JEE Main 2023 — Sets And Relations Question with Solution

To find the number of such relations, let's first understand what it means for a relation to be reflexive, transitive, and not symmetric.

A relation $$R$$ on a set $$S$$ is reflexive if every element is related to itself. That is, $$(a,a)\in R$$ for all $$a\in S$$.

A relation is transitive if whenever $$(a,b)\in R$$ and $$(b,c)\in R$$, then it must also be the case that $$(a,c)\in R$$.
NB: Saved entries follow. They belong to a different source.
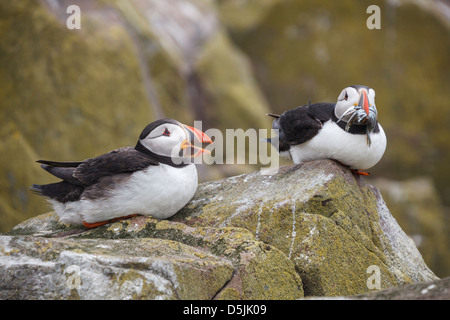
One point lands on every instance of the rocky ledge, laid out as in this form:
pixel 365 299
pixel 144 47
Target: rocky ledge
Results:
pixel 308 230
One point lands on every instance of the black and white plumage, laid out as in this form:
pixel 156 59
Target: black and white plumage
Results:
pixel 347 131
pixel 154 178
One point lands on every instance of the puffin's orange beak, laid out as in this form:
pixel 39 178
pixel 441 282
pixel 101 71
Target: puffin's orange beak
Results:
pixel 199 136
pixel 364 101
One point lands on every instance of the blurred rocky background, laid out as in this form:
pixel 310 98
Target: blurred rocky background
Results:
pixel 73 94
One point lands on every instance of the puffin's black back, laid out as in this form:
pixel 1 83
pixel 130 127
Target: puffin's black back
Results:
pixel 303 123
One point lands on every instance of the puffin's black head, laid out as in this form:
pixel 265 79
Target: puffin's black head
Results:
pixel 356 106
pixel 171 139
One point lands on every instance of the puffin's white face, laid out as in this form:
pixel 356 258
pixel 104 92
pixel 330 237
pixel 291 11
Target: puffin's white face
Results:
pixel 351 98
pixel 175 140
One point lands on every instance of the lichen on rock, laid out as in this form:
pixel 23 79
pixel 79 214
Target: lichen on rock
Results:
pixel 307 230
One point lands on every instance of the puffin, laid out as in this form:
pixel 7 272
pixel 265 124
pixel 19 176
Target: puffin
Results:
pixel 155 178
pixel 346 131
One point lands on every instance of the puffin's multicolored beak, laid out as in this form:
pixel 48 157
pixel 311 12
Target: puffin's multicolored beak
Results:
pixel 198 136
pixel 364 101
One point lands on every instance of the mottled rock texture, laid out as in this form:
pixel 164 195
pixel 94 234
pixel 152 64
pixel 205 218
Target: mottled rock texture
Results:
pixel 307 230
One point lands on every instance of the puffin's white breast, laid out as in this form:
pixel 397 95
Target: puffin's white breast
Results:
pixel 159 191
pixel 332 142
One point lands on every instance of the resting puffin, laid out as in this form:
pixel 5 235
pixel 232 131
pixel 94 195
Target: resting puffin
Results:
pixel 346 131
pixel 154 178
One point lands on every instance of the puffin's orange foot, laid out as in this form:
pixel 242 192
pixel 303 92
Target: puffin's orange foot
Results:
pixel 361 173
pixel 101 223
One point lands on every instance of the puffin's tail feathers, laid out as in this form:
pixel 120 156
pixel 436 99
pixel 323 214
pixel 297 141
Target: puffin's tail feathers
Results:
pixel 276 116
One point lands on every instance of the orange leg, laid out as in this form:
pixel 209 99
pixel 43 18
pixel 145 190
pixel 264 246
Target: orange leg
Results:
pixel 101 223
pixel 361 173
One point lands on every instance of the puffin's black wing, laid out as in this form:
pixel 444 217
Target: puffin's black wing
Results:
pixel 123 160
pixel 303 123
pixel 77 176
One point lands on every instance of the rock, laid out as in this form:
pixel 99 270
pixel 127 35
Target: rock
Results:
pixel 141 258
pixel 307 230
pixel 415 203
pixel 432 290
pixel 74 94
pixel 332 225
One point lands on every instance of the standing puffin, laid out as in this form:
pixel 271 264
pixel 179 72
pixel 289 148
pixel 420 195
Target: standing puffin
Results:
pixel 346 131
pixel 154 178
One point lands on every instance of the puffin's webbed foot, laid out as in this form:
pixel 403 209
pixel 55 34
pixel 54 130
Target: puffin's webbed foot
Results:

A relation is symmetric if whenever $$(a,b)\in R$$, then $$(b,a)\in R$$ also.

Since we are looking for relations that are reflexive and transitive but not symmetric, we will need to include certain elements and exclude others.

First, for the relation to be reflexive on the set $$\{1,2,3\}$$, it must contain $$(1,1),(2,2),$$ and $$(3,3)$$.

Given that the relation must contain $$(1,2)$$ and $$(2,3)$$ and be transitive, it must also contain $$(1,3)$$ because if $$(1,2)$$ and $$(2,3)$$ are included, then to maintain transitivity, $$(1,3)$$ must be included as well.

So far, the must-have elements of the desired relation are:

• For reflexivity: $$(1,1),(2,2),(3,3)$$


• Given in the problem: $$(1,2),(2,3)$$


• For transitivity (induced by given elements): $$(1,3)$$

"To maintain a relation that is reflexive, transitive, and not symmetric, we must carefully select additional pairs beyond the reflexive minimum $(1,1),(2,2),(3,3)$, and the given $(1,2),(2,3)$, which also necessitates $(1,3)$ due to transitivity. While including pairs such as $(2,1)$, $(3,1)$, or $(3,2)$ could potentially introduce symmetry, we can include some of these pairs as long as the resulting relation does not fulfill the condition for symmetry for all elements. This means we can include one or more of these pairs if doing so does not result in every pair being mirrored (i.e., for every $(a,b)\in R$, $(b,a)\in R$ is not required), thus keeping the relation not symmetric. The key is ensuring that the inclusion of any such pair does not lead to a situation where for every $(a,b)$ in the relation, the reverse $(b,a)$ also exists, which would make the relation symmetric, contradicting our requirement."

1. R₁ = {(1,1), (2,2), (3,3), (1,2), (2,3), (1,3)}

Here, none of (2,1), (3,2), (3,1) are in R₁.

2. R₂ = {(1,1), (2,2), (3,3), (1,2), (2,3), (1,3), (2,1)}

Here, only (2,1) is in R₂, and neither (3,2) nor (3,1) are in R₂.

3. R₃ = {(1,1), (2,2), (3,3), (1,2), (2,3), (1,3), (3,2)}

Here, only (3,2) is in R₃, and neither (2,1) nor (3,1) are in R₃.